Getting #NOF Procedures Right First Time with Digital Templating
Over the last 10 years, the treatment of #NOF in elderly patients has changed from a subject of minor interest to a high profile area in the context of the UK national ranking of hospitals. Success rates for this procedure have been linked (in the UK) to significant financial incentives for the best performing hospitals, with the introduction of the BPT (Best Practice Tariff). During this time, the range and quality of available implants has also grown significantly, from a choice of two to a full range of THR implants with hemiarthroplasty heads, which allows more precise matching of the implant to patient anatomy and bone morphology.
Why templating matters
Preoperative planning informs prosthesis choice and size when treating #NOF, as with other orthopaedic procedures. In a number of ways, preoperative planning can be more important and influential in the outcome of #NOF than for an elective total hip replacement. However, the principle motivation for templating is the same for both i.e. identifying when one prosthesis may be unsuitable for a particular patient and a different prosthesis choice fits much better. A clear example of the importance of preoperative templating is in cases where the morphology of very porotic femoral bone in elderly patients means they require an implant that falls outside the range of many THR stems.
As fractured neck of femur operations are often performed by surgeons undergoing training, preoperative templating can also be helpful in guiding them logically through the operation, anticipating problems which might arise. Templating a Hemiarthroplasty is very similar to templating a THR and therefore also provide good training in this area for junior surgeons.
The importance of scaled X-rays
A vital prerequisite for choosing the right size of prosthesis when templating any orthopaedic procedure is to have scaled pre op images to assist appropriate sizing. This may require training and sustained encouragement of radiographers and radiography technicians in the emergency x-ray department but I have found the inclusion of a calibration marker on the image to be highly beneficial for achieving more precise measurements.

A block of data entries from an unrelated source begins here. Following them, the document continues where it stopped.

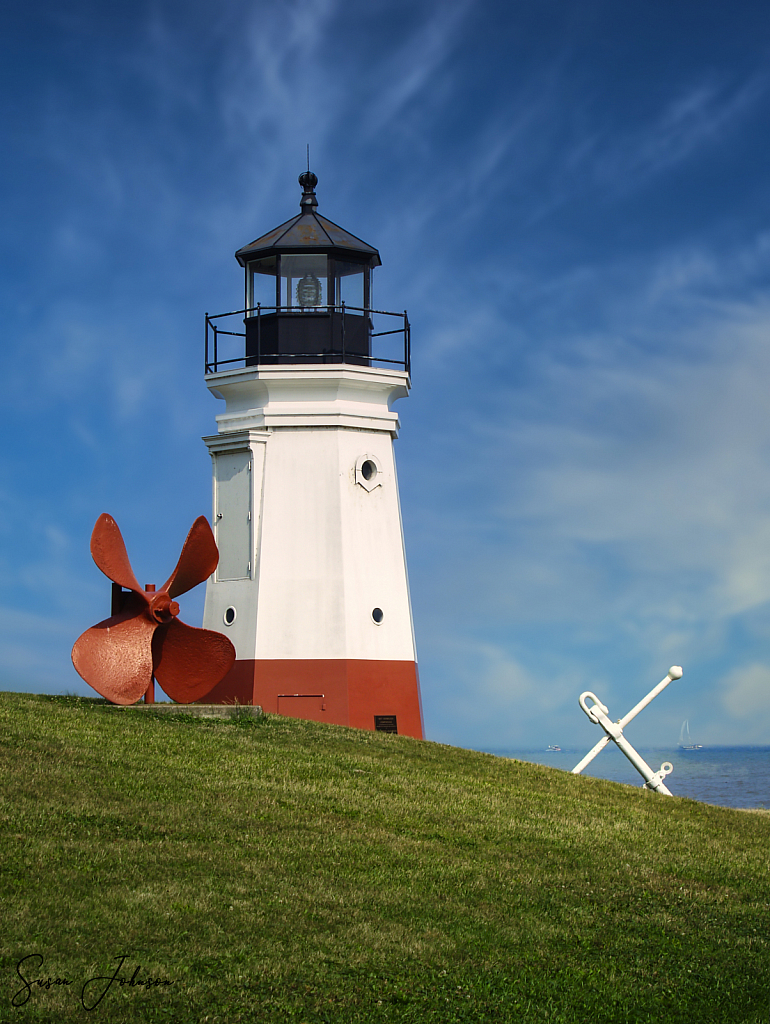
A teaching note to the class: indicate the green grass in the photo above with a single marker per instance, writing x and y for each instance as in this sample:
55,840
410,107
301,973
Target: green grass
282,870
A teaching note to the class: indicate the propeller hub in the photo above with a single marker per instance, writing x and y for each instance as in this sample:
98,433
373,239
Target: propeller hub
162,608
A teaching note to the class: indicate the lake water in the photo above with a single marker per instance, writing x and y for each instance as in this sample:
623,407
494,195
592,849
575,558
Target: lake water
728,776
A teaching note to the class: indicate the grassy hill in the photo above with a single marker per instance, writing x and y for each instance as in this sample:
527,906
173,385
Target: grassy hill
288,871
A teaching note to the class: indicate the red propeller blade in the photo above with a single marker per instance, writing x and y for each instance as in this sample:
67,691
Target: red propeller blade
120,655
110,553
116,656
198,560
188,663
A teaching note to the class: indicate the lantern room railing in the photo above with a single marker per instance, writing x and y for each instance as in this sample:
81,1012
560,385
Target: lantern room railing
260,339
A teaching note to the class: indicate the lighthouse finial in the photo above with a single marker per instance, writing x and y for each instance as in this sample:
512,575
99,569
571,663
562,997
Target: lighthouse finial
308,181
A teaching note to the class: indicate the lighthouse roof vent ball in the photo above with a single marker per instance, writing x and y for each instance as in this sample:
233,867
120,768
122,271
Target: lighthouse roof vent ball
121,655
308,231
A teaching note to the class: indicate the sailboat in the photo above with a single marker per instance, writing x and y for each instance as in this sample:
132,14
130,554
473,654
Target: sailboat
685,742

Additionally, it is usually most helpful to template the contralateral side, rather than the damaged side. The image of the fractured side can be quite distorted due to rotation and foreshortening, giving few clues as to the correct femoral size, offset or leg length.
Offset versus canal size
When choosing a stem to treat #NOF, one of the problems is that to get a stem to fill the canal may require a large component but sometimes the offset of a large component is too large for the patient. Using short heads can partially compensate but is often not enough to avoid increasing the offset. Most of these operations are done through an anterolateral approach and any increase in offset results in an overstrain and rupture of the abductor repair leading to poor muscle function and a Tendelenburg gait, increased pain and increased risk of dislocation.

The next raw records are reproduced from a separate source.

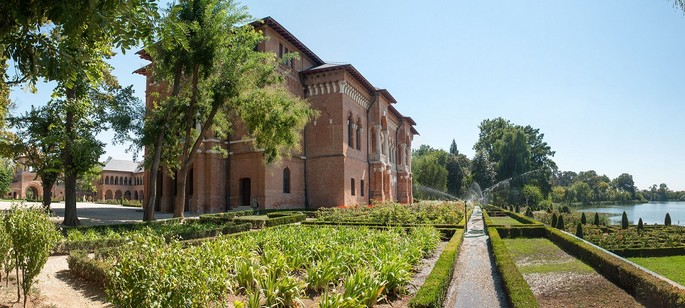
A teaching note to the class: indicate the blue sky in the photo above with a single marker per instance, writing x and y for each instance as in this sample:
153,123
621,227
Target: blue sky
603,80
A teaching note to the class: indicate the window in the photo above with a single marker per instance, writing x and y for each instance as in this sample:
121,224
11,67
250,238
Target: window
286,180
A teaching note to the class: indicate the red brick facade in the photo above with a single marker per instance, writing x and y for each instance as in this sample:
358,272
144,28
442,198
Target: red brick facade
357,150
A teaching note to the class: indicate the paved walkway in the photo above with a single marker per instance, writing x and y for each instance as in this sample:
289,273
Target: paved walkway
476,282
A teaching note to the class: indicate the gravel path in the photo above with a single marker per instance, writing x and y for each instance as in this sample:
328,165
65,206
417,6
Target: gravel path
476,282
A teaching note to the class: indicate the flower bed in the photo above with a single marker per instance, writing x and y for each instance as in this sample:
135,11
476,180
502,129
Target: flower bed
273,266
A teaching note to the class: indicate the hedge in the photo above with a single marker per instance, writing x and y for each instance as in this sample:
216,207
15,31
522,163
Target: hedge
515,286
434,290
649,252
88,268
646,288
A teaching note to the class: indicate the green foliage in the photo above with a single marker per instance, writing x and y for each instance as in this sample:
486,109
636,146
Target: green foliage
33,235
434,290
560,223
579,230
6,177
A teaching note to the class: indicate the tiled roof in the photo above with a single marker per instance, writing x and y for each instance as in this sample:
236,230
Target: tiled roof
121,165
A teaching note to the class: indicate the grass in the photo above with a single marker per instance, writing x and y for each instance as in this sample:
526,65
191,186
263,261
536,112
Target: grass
505,220
670,267
540,255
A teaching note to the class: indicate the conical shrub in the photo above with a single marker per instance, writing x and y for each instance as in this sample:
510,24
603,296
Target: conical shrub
560,222
579,230
667,219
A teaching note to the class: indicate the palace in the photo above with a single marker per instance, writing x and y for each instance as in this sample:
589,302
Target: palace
356,151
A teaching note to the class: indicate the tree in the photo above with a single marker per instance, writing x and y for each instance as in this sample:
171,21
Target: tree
217,78
39,137
532,193
482,171
6,176
73,53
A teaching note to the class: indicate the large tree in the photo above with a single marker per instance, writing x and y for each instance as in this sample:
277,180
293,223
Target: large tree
68,42
216,79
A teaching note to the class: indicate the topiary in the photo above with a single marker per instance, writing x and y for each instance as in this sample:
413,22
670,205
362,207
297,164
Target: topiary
579,230
560,222
667,219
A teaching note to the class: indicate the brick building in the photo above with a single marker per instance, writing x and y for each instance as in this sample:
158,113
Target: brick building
357,150
120,179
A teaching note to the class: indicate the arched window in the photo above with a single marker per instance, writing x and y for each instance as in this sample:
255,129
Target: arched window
349,132
352,187
359,134
286,180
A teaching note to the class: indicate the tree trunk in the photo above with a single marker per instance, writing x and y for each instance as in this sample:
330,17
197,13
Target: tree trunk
179,206
70,176
149,213
47,193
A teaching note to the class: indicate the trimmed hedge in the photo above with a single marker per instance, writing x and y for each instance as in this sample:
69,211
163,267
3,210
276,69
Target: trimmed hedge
89,268
646,288
515,286
292,218
434,290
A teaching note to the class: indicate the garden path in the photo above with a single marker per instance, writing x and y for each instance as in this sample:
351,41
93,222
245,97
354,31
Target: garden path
476,282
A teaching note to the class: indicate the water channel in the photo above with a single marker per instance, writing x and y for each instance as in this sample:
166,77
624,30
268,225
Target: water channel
651,213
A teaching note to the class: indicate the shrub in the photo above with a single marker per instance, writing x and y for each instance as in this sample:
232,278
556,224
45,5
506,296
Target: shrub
560,222
33,235
579,230
434,289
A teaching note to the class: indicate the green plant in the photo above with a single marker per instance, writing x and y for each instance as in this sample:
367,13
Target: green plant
667,219
579,230
33,235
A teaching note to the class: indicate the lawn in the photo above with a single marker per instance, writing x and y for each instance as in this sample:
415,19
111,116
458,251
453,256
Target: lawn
670,267
505,220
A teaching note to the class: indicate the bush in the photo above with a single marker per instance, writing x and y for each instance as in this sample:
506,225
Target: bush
515,286
33,235
560,222
579,230
434,290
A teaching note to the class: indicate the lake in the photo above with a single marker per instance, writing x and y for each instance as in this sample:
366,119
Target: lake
651,213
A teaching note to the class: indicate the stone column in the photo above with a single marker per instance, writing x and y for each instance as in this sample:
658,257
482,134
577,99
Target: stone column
378,140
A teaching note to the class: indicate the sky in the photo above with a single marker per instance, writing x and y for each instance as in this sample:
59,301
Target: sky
604,81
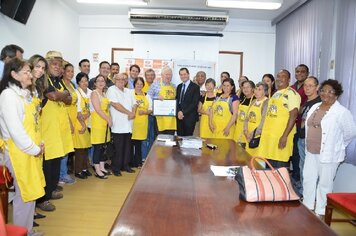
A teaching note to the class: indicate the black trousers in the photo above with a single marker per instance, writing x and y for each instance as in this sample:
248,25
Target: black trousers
136,153
51,173
122,144
81,159
295,158
185,128
98,153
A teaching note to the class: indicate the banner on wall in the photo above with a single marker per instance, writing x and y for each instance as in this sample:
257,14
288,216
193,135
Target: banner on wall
145,64
157,65
193,66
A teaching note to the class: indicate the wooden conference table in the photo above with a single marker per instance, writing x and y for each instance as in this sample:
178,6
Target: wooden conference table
177,194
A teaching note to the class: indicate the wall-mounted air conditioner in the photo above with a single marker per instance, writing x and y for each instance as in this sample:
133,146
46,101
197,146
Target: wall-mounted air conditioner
173,19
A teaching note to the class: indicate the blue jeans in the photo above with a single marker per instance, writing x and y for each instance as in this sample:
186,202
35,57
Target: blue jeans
301,149
63,172
147,144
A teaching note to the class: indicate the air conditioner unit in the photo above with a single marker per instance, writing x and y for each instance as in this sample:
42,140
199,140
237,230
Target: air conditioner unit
173,19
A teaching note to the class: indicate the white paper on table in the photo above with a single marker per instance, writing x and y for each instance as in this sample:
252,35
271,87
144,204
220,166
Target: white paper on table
222,170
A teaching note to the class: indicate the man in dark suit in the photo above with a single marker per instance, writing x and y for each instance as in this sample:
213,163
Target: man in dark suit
188,94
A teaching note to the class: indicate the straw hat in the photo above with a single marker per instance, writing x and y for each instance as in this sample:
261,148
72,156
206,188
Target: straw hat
54,55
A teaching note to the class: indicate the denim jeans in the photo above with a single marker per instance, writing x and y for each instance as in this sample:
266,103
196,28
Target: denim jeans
301,149
151,135
64,167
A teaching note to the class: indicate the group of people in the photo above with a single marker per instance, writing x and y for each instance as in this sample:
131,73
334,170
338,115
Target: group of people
302,125
46,118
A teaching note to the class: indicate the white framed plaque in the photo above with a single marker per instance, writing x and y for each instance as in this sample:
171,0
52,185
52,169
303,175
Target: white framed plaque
164,107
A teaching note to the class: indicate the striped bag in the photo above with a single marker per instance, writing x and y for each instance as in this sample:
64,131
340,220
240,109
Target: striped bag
264,185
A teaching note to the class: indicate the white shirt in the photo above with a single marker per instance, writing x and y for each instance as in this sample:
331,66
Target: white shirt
80,93
12,114
338,129
121,123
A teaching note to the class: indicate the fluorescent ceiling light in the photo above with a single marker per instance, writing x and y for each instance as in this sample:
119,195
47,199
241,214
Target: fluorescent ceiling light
246,4
116,2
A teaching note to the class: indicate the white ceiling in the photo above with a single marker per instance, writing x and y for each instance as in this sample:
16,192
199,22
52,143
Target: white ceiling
95,9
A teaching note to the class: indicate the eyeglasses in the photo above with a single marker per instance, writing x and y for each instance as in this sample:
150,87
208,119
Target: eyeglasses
327,91
28,72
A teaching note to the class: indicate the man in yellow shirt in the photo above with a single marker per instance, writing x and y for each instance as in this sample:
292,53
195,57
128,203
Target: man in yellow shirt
279,128
114,69
150,76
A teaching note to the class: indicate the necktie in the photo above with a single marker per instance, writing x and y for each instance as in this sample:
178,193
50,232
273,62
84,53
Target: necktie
182,94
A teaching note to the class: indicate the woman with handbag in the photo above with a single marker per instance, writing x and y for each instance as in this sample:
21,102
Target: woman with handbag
140,124
64,177
100,123
39,67
247,88
20,130
255,117
81,140
270,81
224,111
329,128
204,108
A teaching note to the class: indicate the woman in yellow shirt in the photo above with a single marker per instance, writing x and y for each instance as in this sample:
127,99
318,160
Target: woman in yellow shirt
140,124
247,88
204,108
64,177
255,116
81,140
224,111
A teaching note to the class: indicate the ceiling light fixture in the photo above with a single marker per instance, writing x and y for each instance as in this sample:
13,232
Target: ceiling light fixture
246,4
116,2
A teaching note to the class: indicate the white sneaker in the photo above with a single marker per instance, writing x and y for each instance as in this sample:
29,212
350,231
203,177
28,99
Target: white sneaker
36,233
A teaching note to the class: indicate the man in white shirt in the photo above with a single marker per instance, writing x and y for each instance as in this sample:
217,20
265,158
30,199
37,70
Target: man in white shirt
122,111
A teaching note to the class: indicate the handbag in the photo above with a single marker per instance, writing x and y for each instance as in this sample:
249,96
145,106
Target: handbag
255,141
264,185
5,176
109,150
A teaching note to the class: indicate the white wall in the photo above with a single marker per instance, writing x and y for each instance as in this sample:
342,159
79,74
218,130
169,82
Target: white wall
98,34
51,26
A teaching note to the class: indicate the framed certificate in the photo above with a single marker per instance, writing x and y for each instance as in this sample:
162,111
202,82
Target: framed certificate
164,107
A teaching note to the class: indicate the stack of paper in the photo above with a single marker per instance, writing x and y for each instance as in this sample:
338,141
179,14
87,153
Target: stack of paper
192,142
223,170
167,139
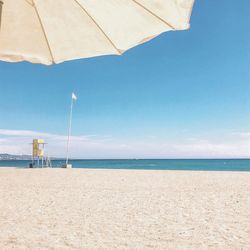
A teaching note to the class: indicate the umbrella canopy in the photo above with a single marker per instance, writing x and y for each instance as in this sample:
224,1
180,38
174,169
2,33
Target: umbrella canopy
53,31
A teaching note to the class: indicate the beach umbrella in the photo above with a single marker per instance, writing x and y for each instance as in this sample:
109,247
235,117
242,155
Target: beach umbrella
53,31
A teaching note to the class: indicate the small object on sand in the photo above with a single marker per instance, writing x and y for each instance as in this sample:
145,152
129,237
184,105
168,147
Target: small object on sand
67,166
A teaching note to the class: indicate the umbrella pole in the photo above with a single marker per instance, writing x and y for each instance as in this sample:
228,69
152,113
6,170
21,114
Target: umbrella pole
1,5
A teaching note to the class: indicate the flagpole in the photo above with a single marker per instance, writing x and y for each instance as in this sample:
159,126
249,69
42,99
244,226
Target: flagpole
69,132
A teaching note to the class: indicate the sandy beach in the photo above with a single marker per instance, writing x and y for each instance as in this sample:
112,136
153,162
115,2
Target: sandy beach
123,209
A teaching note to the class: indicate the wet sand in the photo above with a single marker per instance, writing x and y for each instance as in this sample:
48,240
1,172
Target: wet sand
123,209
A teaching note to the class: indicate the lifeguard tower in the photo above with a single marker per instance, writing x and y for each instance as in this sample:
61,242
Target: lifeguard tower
39,160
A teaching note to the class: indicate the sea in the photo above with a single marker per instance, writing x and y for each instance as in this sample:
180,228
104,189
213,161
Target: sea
147,164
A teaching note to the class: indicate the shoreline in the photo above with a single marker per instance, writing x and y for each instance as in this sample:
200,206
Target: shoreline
124,209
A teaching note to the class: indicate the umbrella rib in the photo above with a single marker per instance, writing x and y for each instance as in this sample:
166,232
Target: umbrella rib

More than half of available femoral components present some degree of correlation between femoral stem size and offset i.e. as the stem size increases so does the offset. Unfortunately, there is not such a clear correlation in reality. Some tall active men, for example, have very large offsets and a tight canal size whereas some small elderly, porotic patients have small offsets but a wide stove pipe (Dore C) femoral canal.
Cemented versus Uncemented
Choosing whether to use a cemented or uncemented hip stem is also important when choosing a suitable prosthesis in advance of surgery. Avoiding cement can be desirable for particularly frail patients when a quick operation with minimal cardiovascular insult is required. However, such patients often have the widest, most porotic, stove pipe femurs. These are the femurs which the uncemented femoral components do not fit well because the offset for the large-canal-filling prosthesis is too big
Preoperative templating provides a way of comparing implants to choose one that suits the specific patient’s anatomy. Materialise OrthoView makes it easy to compare the effect of alternative options on screen and you don’t have to reposition the template each time.
Settling on a plan prior to surgery helps everyone involved. The anaesthetist knows whether to expect cement; the theatre staff know which instruments to get and can collect the likely prosthesis sizes from the store; the surgeon, having anticipated most of the likely issues, has a plan A but can allow for a plan B or C, having also explored other options.
Most importantly, getting the treatment right first time helps the patient to have a swift, smooth and drama-free operation and a well-fitting, comfortable and functional prosthesis. This results in a good recovery and a short length of stay in hospital, which benefits everyone concerned.